The ACR and the European League Against Rheumatism (EULAR), in cooperation with members of the Outcome Measures in Rheumatology (OMERACT) initiative, have completed the first comprehensive provisional definition of remission in rheumatoid arthritis (RA) for clinical trials since 1981.1 The criteria are designed to distinguish true remission from even minimal disease activity. They provide clear endpoints for clinical trials as well as treatment goals that rheumatologists and their patients can pursue. The new criteria will enable doctors to better evaluate patients’ conditions, as well as patients’ prospects for achieving remission or, alternatively, for achieving minimal disease activity.
Reasons for the Update
One key reason that old criteria needed updating is that they were very stringent; treatments were so much less effective in the 1980s that very few patients could meet the criteria for remission. Additionally, the old definition contained elements not in the core set of disease activity measures, such as morning stiffness and swelling in tendon sheaths. These problems led to development of many modifications of the criteria by various interested parties, which created considerable confusion in the field, says Maarten Boers, MD, PhD, professor of clinical epidemiology and biostatistics at VU University Medical Center in Amsterdam, the Netherlands, and a coauthor of the new criteria.

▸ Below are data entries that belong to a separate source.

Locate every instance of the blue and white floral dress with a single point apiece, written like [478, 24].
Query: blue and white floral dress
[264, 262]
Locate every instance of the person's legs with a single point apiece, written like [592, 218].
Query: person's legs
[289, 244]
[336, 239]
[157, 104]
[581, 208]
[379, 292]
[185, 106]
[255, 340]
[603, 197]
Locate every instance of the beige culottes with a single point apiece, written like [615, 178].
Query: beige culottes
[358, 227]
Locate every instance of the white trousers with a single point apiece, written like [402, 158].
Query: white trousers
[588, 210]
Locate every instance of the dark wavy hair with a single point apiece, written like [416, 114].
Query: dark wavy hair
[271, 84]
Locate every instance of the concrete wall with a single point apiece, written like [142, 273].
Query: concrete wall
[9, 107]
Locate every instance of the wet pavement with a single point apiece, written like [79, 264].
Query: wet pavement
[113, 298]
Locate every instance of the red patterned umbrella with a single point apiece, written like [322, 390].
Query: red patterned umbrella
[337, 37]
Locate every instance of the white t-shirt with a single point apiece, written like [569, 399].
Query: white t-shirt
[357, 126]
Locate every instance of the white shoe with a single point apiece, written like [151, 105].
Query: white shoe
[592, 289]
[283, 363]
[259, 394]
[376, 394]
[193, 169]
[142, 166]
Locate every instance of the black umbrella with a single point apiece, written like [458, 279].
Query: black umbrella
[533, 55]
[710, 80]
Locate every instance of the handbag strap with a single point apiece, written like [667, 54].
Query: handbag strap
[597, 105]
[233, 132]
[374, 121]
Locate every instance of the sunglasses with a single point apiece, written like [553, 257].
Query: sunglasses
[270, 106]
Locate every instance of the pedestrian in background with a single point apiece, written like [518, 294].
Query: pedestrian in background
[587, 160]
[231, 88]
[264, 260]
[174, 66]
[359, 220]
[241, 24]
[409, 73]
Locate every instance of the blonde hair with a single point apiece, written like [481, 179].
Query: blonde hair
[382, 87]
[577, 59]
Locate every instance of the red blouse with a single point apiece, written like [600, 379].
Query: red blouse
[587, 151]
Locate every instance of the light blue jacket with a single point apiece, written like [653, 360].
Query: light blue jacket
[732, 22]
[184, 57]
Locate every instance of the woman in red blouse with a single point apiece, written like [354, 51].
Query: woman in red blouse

Moreover, the old definitions of remission frequently had problems. By one of the most popular sets of criteria, which uses the Disease Activity Score (DAS), a patient could be categorized as “in remission” and yet have substantial residual disease activity in joints that are included in that score, says Dr. Boers.
This did not matter much to those in clinical practice, however, because patients so rarely achieved remission by any definition, points out David Felson, MD, MPH, professor of medicine and epidemiology at Boston University School of Medicine, and a coauthor of the new criteria.

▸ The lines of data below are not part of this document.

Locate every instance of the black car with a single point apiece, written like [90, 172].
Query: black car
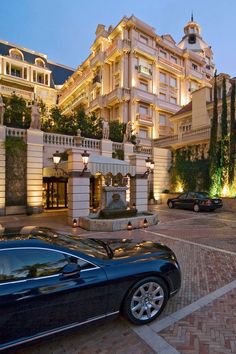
[195, 201]
[51, 282]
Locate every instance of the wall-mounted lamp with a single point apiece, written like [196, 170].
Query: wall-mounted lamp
[150, 164]
[74, 223]
[129, 226]
[145, 223]
[85, 158]
[56, 160]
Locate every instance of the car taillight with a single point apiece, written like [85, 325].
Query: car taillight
[207, 202]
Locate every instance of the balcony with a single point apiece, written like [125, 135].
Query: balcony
[144, 49]
[8, 91]
[117, 95]
[97, 59]
[142, 95]
[144, 119]
[145, 71]
[190, 137]
[166, 64]
[81, 99]
[96, 103]
[165, 105]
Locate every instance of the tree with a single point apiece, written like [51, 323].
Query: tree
[224, 162]
[214, 168]
[90, 125]
[232, 141]
[17, 114]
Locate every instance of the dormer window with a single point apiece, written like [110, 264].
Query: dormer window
[16, 54]
[40, 62]
[192, 39]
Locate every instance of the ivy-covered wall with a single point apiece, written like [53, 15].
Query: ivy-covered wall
[16, 166]
[190, 169]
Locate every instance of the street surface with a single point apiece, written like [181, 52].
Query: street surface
[200, 319]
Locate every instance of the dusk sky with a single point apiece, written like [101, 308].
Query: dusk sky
[65, 29]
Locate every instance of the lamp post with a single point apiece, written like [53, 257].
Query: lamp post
[57, 159]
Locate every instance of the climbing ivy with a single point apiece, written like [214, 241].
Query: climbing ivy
[190, 169]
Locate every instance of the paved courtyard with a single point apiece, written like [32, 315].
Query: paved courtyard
[201, 318]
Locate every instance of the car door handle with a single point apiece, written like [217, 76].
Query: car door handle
[22, 294]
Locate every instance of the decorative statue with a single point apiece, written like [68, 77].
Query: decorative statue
[2, 110]
[116, 202]
[35, 116]
[128, 131]
[105, 129]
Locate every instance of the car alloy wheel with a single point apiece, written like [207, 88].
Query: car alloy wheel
[196, 208]
[146, 300]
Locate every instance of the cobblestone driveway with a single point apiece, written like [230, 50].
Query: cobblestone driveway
[199, 319]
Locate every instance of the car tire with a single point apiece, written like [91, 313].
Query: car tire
[145, 301]
[196, 208]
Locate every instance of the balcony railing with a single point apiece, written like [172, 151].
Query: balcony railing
[16, 132]
[144, 48]
[5, 90]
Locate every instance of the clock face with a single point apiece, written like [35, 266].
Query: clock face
[192, 39]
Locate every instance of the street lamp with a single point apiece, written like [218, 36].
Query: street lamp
[57, 159]
[85, 157]
[150, 164]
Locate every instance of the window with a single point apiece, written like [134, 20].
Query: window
[162, 119]
[144, 85]
[143, 109]
[162, 96]
[173, 59]
[16, 54]
[143, 133]
[162, 77]
[173, 82]
[143, 39]
[30, 263]
[40, 62]
[162, 54]
[192, 39]
[173, 100]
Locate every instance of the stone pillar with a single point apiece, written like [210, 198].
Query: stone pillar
[139, 183]
[161, 177]
[128, 150]
[34, 170]
[78, 187]
[2, 169]
[106, 148]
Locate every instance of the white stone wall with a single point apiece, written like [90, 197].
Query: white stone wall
[2, 169]
[161, 177]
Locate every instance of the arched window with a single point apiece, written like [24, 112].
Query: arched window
[16, 54]
[40, 62]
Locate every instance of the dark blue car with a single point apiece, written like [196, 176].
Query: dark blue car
[51, 282]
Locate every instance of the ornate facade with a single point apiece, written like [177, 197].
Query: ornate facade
[30, 74]
[135, 75]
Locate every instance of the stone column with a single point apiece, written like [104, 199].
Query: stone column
[2, 169]
[78, 187]
[128, 150]
[161, 177]
[139, 183]
[106, 148]
[34, 170]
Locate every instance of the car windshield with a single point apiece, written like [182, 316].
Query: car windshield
[202, 195]
[89, 246]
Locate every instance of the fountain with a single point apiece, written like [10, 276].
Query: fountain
[115, 214]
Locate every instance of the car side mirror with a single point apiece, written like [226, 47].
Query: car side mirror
[71, 270]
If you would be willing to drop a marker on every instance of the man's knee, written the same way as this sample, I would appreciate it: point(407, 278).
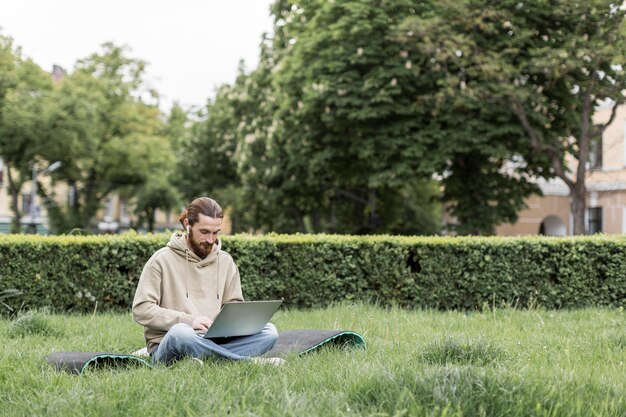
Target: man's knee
point(270, 332)
point(180, 332)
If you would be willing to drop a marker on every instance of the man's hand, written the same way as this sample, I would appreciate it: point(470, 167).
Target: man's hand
point(201, 323)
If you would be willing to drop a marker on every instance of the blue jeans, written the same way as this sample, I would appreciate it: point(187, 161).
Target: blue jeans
point(182, 340)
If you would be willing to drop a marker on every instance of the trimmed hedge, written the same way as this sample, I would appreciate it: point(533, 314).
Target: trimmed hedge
point(68, 273)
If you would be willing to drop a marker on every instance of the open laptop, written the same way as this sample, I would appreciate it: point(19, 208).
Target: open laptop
point(242, 318)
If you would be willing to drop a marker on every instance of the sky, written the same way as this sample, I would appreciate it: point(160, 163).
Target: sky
point(191, 46)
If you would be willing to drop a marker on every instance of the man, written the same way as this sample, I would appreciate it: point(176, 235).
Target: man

Indeed, in the U.S. and Western Europe in the early 1980s, the prospects for patients were similar to what currently prevails in lower-income countries today, “where you can see the types of disease activity that my generation of rheumatologists grew up with,” says Dr. Boers. At that time, patients “were walking around with six to 10 swollen and 15 to 20 painful joints. We gave them gold, put them in clinics, and the joints were slowly destroyed,” he says.
But now, “with the advent of new therapies and therapeutic strategies … remission has become a realistic goal, and has recently become a secondary or even primary endpoint for clinical studies and trials,” according to the “ACR/EULAR Provisional Definition of Remission in RA for Clinical Trials.” The definition points out that “remission is also regarded as a major therapeutic target in clinical practice and can be achieved in a significant proportion of patients followed in routine care.”